7-4-21 | Worth It! | Jeremy Hudson
One of the features of my job is that I often find myself officiating wedding ceremonies, a role that I thoroughly delight in doing. I love everything about weddings. I love the personal touch in the decor, the celebrant joy of the guests, the beauty of the bridesmaids and the goofiness of the groomsmen. And even though I was at the rehearsal the night before, and even though it isn’t my wedding or my bride, I still find myself waiting with excitement for the doors in the back to be flung open and the bride to appear.
But all of that is not what moves me the most.
What moves me to the point of tears is watching the groom’s response to his bride stepping into view and moving elegantly in his direction. Many times the young man standing next to me will completely lose his bearing, overcome with joyful emotion at the realization that his waiting is over. The time when he and his beloved can begin their life together as husband and wife is finally here.
It’s the yearnings of the soul, the excitement for what is yet to come, and the being overcome with joy is why marriage is a picture of how God loves us.
In his Gospel, the Apostle John records Jesus using the motif of marriage to help us understand this point:
“In my Father’s house are many rooms. If it were not so, would I have told you that I go to prepare a place for you? And if I go and prepare a place for you, I will come again and will take you to myself, that where I am you may be also.” (John 14:2-3)

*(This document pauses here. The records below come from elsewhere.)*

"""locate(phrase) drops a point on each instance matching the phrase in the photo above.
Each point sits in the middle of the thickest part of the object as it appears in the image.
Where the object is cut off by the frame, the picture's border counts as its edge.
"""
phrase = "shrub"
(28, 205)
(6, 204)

While you and I may read this and think it is Jesus’ version of a post-it note saying “I am going to the store, will return soon,” it is actually so much more than that.
In Jesus’ day, when a man and woman were married, they did not get to begin their lives together once the ceremony had concluded. Instead, before the groom could take his bride home, he had to go and buy or build a place for them to live. He would labor to make sure that the home was ready and suitable for living. Then, the groom’s father would come to inspect his work. When the groom’s father determined that the house was ready, he would tell his son “Go get your bride and bring her home.”
So, when Jesus tells his disciples that he is going to prepare a place for them and that he will return to take them to be with him—they heard “I love you like a groom loves his bride. I long to be with you like a groom yearns to be together with his beloved.”
When we look at our relationship with God through the lens of marriage it gives us a better understanding of our relationship with God.
People will see Jesus in the marriages around them. Depending on whether or not that marriage is healthy, they will see a picture of Jesus that they can access and accept, or they will see a picture of a Jesus that they want to avoid.
This is why we at Fellowship need to champion healthy marriages. It’s not just because healthy marriages make healthy families and healthy families build strong communities. It is so much more than that.
Healthy marriages show us how much Jesus loves us.